Sources:  The Guardian, The Hertie School’s Sascha E. Ostanina, Le Monde

While the proposal will help member states coordinate their defense spending, the planned €1.5 billion ($1.5 billion) set aside is “unlikely to have a big impact,” Guntram Wolff, a senior fellow at Bruegel, a Brussels-based think tank, told The Guardian. Ultimately, the plan is limited by being “a non-binding strategy with a limited pot of money,” Sascha E. Ostanina, an EU security expert at the Hertie School, a university in Berlin, wrote on X. The strategy — which aims for EU countries to procure at least 50% of their defense spending within the bloc by 2030 — will take several years “to demonstrate qualitative changes in European defence industrial cooperation,” she added. One defense industry figure told Le Monde that the plan was unlikely to succeed without an influx of funding.

Funding through Eurobonds remains divisive within the bloc

Sources:  Politico, Financial Times, The Guardian

One model for funding a European defense strategy has been to issue joint debt via Eurobonds to approach the €100 billion-mark some experts say will be needed. The idea has support from France, Estonia, and Belgium, but more frugal countries such as Germany and the Netherlands have resisted the idea. “The commission doesn’t have to incentivise this. Governments will place orders, defense companies will invest in capacity and sell their stuff,” one EU official told the Financial Times. Max Bergmann, an expert on EU defense policy at the Center for Strategic and International Studies, told The Guardian that European defense is in a “disastrous state,” calling for the bloc “to just borrow the damn money through Eurobonds.”

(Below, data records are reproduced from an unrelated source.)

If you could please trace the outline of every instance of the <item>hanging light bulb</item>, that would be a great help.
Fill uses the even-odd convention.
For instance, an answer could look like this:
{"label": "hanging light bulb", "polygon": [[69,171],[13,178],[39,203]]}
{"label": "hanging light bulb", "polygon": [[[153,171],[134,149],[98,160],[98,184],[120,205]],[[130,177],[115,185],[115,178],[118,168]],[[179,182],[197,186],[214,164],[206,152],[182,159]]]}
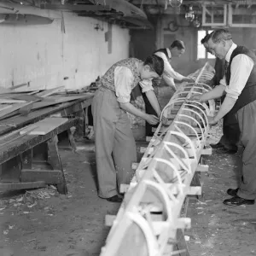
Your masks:
{"label": "hanging light bulb", "polygon": [[172,7],[180,7],[183,0],[169,0],[169,3]]}
{"label": "hanging light bulb", "polygon": [[179,6],[178,7],[174,7],[173,9],[174,9],[175,15],[179,15],[180,14],[181,10],[180,10]]}
{"label": "hanging light bulb", "polygon": [[191,22],[195,19],[195,14],[193,10],[193,7],[189,6],[189,11],[185,14],[185,19]]}
{"label": "hanging light bulb", "polygon": [[201,21],[200,21],[198,16],[195,15],[195,20],[193,20],[193,26],[194,26],[195,27],[200,27],[201,25]]}

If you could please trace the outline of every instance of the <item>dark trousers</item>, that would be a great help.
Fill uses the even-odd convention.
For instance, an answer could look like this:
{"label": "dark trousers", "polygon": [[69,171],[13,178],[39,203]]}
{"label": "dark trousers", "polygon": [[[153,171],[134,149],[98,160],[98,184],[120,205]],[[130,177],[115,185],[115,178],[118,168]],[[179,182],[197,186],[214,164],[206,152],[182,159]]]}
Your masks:
{"label": "dark trousers", "polygon": [[[159,84],[160,84],[161,82],[161,79],[153,79],[152,81],[152,84],[153,84],[153,87],[156,87],[156,86],[159,86]],[[143,93],[143,90],[142,90],[142,88],[140,85],[137,85],[139,87],[139,90],[141,91],[141,94],[143,96],[143,101],[144,101],[144,103],[145,103],[145,112],[148,114],[154,114],[155,116],[157,116],[157,113],[156,112],[154,111],[154,109],[153,108],[152,105],[150,104],[147,96],[145,93]],[[146,122],[146,136],[148,136],[148,137],[152,137],[154,135],[154,131],[152,131],[152,128],[156,128],[158,126],[159,124],[157,125],[150,125],[148,124],[148,122]]]}
{"label": "dark trousers", "polygon": [[[224,96],[221,98],[223,102]],[[228,149],[236,149],[240,138],[238,121],[234,113],[228,113],[223,119],[223,137],[220,143]]]}

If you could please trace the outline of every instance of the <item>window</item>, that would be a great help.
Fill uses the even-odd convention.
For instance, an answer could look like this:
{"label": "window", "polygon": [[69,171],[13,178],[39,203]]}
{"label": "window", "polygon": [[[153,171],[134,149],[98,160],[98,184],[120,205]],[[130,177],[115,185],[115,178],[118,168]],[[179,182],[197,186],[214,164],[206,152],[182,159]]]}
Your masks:
{"label": "window", "polygon": [[212,30],[199,30],[197,32],[197,60],[199,59],[214,59],[215,56],[207,51],[204,45],[201,44],[201,40],[208,33],[210,34]]}

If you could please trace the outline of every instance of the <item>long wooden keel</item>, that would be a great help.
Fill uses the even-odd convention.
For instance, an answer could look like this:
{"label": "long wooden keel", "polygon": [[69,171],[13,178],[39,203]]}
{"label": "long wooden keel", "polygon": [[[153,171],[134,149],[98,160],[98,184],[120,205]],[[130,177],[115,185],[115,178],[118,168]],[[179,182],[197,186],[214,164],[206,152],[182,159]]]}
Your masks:
{"label": "long wooden keel", "polygon": [[190,75],[195,82],[182,85],[163,109],[169,124],[159,125],[141,162],[133,165],[136,174],[123,186],[126,193],[117,216],[106,217],[112,228],[101,256],[189,255],[177,246],[181,230],[191,222],[180,217],[181,210],[188,195],[201,193],[190,183],[196,171],[207,171],[200,159],[211,154],[207,116],[216,108],[213,101],[207,105],[189,97],[211,90],[204,82],[212,76],[207,63]]}

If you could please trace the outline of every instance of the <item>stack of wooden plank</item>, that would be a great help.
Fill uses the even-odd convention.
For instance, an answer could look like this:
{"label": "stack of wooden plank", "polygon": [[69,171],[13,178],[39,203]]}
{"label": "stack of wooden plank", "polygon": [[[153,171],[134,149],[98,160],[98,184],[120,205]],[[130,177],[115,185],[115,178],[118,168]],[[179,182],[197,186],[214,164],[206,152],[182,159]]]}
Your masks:
{"label": "stack of wooden plank", "polygon": [[[64,87],[44,91],[6,92],[0,94],[0,120],[15,114],[26,115],[29,113],[63,102],[92,97],[91,93],[63,94]],[[58,95],[61,92],[61,95]],[[54,96],[53,96],[54,95]]]}

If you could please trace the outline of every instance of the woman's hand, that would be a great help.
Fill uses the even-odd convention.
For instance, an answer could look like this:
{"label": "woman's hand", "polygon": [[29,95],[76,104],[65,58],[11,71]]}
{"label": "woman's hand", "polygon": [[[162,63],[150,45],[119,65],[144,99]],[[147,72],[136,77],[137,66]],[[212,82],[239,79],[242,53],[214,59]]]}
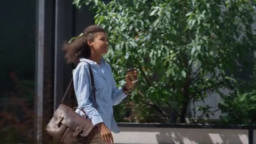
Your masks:
{"label": "woman's hand", "polygon": [[105,125],[105,124],[103,123],[101,123],[97,124],[97,125],[99,128],[101,135],[103,141],[110,144],[111,143],[111,141],[112,143],[114,143],[114,139],[111,133],[111,131]]}
{"label": "woman's hand", "polygon": [[[134,69],[136,69],[136,68],[134,68]],[[136,70],[134,71],[134,75],[136,77],[136,78],[138,80],[138,75]],[[136,83],[132,83],[132,80],[128,74],[125,76],[125,80],[126,81],[126,83],[125,85],[125,86],[127,89],[131,89],[134,85],[134,84],[135,84]]]}

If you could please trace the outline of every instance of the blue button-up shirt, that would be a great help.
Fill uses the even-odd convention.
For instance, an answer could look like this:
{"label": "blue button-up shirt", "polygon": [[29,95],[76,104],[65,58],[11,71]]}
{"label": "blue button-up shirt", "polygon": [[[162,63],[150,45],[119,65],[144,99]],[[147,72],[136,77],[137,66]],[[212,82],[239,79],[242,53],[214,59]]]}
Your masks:
{"label": "blue button-up shirt", "polygon": [[[111,68],[101,58],[101,66],[96,62],[81,58],[80,61],[86,61],[90,64],[93,74],[96,89],[96,101],[98,106],[95,108],[95,102],[92,91],[88,64],[80,62],[73,73],[75,91],[78,107],[84,109],[93,124],[104,122],[111,131],[119,132],[117,125],[113,116],[112,106],[119,104],[127,95],[122,88],[116,88]],[[76,112],[85,116],[80,110]]]}

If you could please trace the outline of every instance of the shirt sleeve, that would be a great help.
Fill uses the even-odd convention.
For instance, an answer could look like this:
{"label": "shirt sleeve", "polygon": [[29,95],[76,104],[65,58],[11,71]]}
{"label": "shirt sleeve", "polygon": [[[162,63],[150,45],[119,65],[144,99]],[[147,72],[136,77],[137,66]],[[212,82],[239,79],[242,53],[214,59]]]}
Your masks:
{"label": "shirt sleeve", "polygon": [[[111,68],[110,68],[110,69]],[[127,95],[123,92],[121,88],[117,88],[114,76],[112,74],[111,70],[111,85],[112,87],[112,93],[111,98],[112,99],[112,104],[113,106],[119,104],[122,100],[124,99]]]}
{"label": "shirt sleeve", "polygon": [[74,86],[78,107],[84,110],[93,125],[103,122],[99,112],[89,99],[90,94],[90,75],[87,67],[77,67],[73,75]]}

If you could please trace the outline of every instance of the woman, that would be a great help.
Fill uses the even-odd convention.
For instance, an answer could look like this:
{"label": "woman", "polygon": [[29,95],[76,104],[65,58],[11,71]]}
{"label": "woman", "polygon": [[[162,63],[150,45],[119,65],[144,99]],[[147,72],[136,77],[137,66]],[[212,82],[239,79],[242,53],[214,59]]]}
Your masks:
{"label": "woman", "polygon": [[[84,109],[93,124],[99,128],[91,144],[114,142],[111,131],[118,133],[119,131],[113,116],[112,106],[119,104],[127,96],[134,83],[126,75],[125,85],[121,89],[117,89],[111,68],[102,57],[108,51],[107,37],[105,30],[99,26],[88,27],[82,36],[65,44],[63,49],[67,52],[65,58],[68,63],[78,64],[73,77],[78,107]],[[97,109],[91,92],[88,64],[94,76]],[[136,71],[134,75],[137,76]],[[76,112],[84,116],[79,109]]]}

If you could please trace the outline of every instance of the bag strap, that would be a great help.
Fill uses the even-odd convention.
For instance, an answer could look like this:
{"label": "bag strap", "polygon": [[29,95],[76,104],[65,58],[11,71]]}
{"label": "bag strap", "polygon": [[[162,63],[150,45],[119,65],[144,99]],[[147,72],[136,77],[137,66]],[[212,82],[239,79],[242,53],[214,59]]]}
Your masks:
{"label": "bag strap", "polygon": [[[94,79],[93,77],[93,71],[91,70],[91,68],[90,64],[88,62],[87,62],[87,61],[81,61],[80,62],[82,61],[84,61],[84,62],[87,63],[87,64],[88,64],[88,66],[89,66],[89,72],[90,73],[90,77],[91,77],[91,83],[92,90],[93,91],[93,97],[94,98],[94,101],[95,101],[95,106],[96,107],[96,109],[98,109],[98,107],[97,106],[97,102],[96,101],[96,89],[95,88],[95,87],[94,86]],[[71,80],[70,80],[70,82],[69,82],[69,85],[68,85],[67,88],[67,90],[66,90],[65,94],[64,94],[63,98],[62,98],[62,99],[61,100],[61,104],[62,104],[63,103],[63,101],[64,101],[64,99],[65,99],[65,98],[66,97],[66,96],[67,96],[67,92],[69,91],[69,89],[70,88],[72,83],[73,83],[73,77],[72,77],[71,78]]]}

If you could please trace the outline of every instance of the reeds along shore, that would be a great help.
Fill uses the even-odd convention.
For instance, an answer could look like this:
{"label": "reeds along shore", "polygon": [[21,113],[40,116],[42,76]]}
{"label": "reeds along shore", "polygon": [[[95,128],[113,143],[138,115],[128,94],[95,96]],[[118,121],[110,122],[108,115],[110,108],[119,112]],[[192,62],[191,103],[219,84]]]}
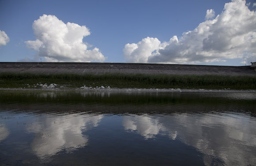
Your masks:
{"label": "reeds along shore", "polygon": [[[181,88],[256,89],[256,77],[215,75],[165,75],[130,74],[0,74],[0,88],[25,87],[27,84],[55,83],[67,88],[104,85],[118,88]],[[36,88],[33,87],[30,88]]]}

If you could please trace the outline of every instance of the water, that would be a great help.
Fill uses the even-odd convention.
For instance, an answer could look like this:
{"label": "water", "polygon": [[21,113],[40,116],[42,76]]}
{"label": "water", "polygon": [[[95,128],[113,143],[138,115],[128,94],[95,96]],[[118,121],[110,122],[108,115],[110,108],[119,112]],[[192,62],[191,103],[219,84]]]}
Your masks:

EU aims to reduce decades-long reliance on US arms industry

Source:  Foreign Affairs

The defense plan is part of a wider effort to reduce Europe’s reliance on the U.S. amid widespread concern about whether Washington will remain a reliable ally if Donald Trump were elected president again. “We need to get that transatlantic balance right, irrespective of election electoral dynamics in the US. We must take more responsibility for our own security, while, of course, remaining fully committed to our NATO alliance,” European Commission Vice President Margrethe Vestager said. While the EU has long done little to foster its defense industry, initiatives to improve defense cooperation within Europe “have often been met by fierce opposition from the United States,” two experts wrote in Foreign Affairs. “Efforts by Europe to get its industrial act together are met by stiff resistance by American administrations, which channel the concerns of U.S. companies about being locked out of the European market,” they added.